6. The multimodal big data analysis and processing method based on artificial intelligence according to claim 1, characterized in that, The dynamic weights include voice weights. Image weights and auxiliary data weights , ; ; ;in, For speech modal confidence, For image modal confidence, To assist in data confidence; The cross-modal verification includes: if the words recognized by speech recognition do not match the facial lip features, then the domain knowledge base is invoked to perform word replacement; if there is semantic ambiguity, then a unique interpretation is determined by combining the scene type.
7. A multimodal big data analysis and processing device based on artificial intelligence, characterized in that, include: The processing module is used to collect multimodal data and preprocess the multimodal data based on modal configuration parameters; The analysis module is used to acquire deep semantic information, facial emotion sequences, and voice emotion sequences, and to perform consistency verification on the correlation between the deep semantic information, the facial emotion sequences, and the voice emotion sequences at the same timestamp. The fusion module is used to determine dynamic weights based on speech modality confidence, image modality confidence, and auxiliary data confidence, and to fuse deep semantic information, facial emotion sequences, and speech emotion sequences using these dynamic weights; wherein, the formula for calculating the speech modality confidence is: ; For speech modal confidence, The scene coefficient is the ratio of the number of matched domain terms to the total number of words. The speech rate stability is 1 minus the ratio of the speech rate standard deviation to the average speech rate. The formula for calculating the image modality confidence is: The Image modal confidence is defined as follows: the percentage of clear frames is the ratio of the number of unblurred frames to the total number of frames; the abnormal emotion fluctuation value is the ratio of the absolute value of the difference between the current emotion and the historical emotion to a preset threshold; the auxiliary data confidence is... The similarity between the text draft and the speech semantics is calculated based on the cosine distance of BERT vectors; if the auxiliary data does not include the text draft, then... Corresponding processing; the auxiliary data includes the user-inputted text draft and the user's historical interaction records stored in the system; The generation module is used to correct semantic ambiguities or errors in the fusion result based on cross-modal verification, and to generate transformation recognition information based on the corrected fusion result.

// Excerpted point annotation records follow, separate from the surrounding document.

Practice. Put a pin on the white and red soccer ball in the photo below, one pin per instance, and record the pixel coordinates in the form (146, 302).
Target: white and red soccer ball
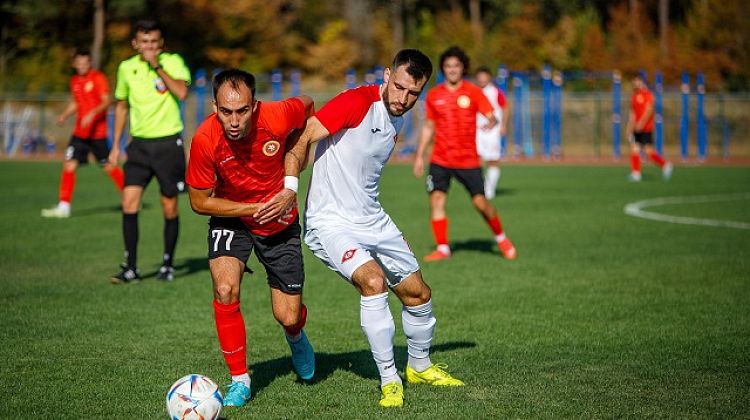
(194, 397)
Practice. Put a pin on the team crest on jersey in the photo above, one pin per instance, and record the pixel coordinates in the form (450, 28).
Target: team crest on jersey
(463, 101)
(348, 255)
(271, 148)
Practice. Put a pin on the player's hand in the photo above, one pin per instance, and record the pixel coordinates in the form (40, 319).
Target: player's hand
(277, 208)
(418, 167)
(114, 155)
(487, 126)
(151, 56)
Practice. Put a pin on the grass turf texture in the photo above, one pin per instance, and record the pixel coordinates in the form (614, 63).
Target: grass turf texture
(602, 315)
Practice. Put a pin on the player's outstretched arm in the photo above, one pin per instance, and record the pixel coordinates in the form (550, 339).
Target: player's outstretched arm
(203, 202)
(428, 130)
(70, 109)
(294, 162)
(121, 117)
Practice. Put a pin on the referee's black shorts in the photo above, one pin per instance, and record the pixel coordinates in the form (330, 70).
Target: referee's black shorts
(162, 157)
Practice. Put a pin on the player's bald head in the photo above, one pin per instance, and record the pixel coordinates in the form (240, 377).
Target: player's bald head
(234, 78)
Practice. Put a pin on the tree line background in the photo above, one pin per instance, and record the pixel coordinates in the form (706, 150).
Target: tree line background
(324, 38)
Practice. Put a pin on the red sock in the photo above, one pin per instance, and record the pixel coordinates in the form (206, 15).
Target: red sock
(440, 230)
(656, 158)
(295, 329)
(117, 177)
(67, 184)
(635, 162)
(495, 225)
(231, 329)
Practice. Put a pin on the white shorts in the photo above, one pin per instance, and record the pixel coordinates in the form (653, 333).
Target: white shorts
(344, 247)
(488, 143)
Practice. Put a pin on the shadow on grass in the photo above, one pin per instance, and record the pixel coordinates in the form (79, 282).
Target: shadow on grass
(116, 208)
(184, 267)
(474, 245)
(358, 362)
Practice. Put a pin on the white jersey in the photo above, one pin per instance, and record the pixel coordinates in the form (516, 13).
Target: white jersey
(348, 163)
(345, 225)
(488, 142)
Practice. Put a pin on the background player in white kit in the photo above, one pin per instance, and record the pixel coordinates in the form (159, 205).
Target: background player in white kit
(488, 141)
(347, 228)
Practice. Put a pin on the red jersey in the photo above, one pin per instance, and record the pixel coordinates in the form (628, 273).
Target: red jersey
(454, 113)
(250, 170)
(641, 100)
(87, 93)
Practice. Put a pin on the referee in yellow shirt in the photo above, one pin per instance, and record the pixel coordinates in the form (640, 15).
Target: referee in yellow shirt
(150, 86)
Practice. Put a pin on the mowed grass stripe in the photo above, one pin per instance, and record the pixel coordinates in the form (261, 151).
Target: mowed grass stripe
(602, 315)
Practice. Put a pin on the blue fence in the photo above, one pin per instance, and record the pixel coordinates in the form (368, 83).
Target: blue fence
(546, 119)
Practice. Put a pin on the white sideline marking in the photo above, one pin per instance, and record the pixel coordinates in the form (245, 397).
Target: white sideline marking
(636, 210)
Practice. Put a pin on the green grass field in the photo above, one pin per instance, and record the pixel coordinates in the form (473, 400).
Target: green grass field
(602, 315)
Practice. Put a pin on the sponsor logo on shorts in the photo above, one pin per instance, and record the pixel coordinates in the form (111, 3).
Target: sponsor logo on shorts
(348, 255)
(463, 101)
(271, 148)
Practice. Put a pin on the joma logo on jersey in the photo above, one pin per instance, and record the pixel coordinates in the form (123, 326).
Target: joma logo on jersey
(271, 148)
(348, 255)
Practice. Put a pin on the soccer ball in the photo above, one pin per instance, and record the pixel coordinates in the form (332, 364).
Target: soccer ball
(194, 397)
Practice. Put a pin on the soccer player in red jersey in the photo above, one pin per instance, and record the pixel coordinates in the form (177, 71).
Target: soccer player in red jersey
(451, 110)
(237, 163)
(640, 131)
(90, 101)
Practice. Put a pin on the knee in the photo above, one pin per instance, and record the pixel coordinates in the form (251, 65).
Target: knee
(287, 319)
(226, 294)
(373, 285)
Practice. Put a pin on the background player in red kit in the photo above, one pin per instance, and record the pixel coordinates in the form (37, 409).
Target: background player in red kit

8. The multimodal big data analysis and processing device based on artificial intelligence according to claim 7, characterized in that, The fusion module includes: dynamic weights, including speech weights. Image weights and auxiliary data weights , ; ; ;in, For speech modal confidence, For image modal confidence, To assist in data confidence; The cross-modal verification includes: if the words recognized by speech recognition do not match the facial lip features, then the domain knowledge base is invoked to perform word replacement; if there is semantic ambiguity, then a unique interpretation is determined by combining the scene type.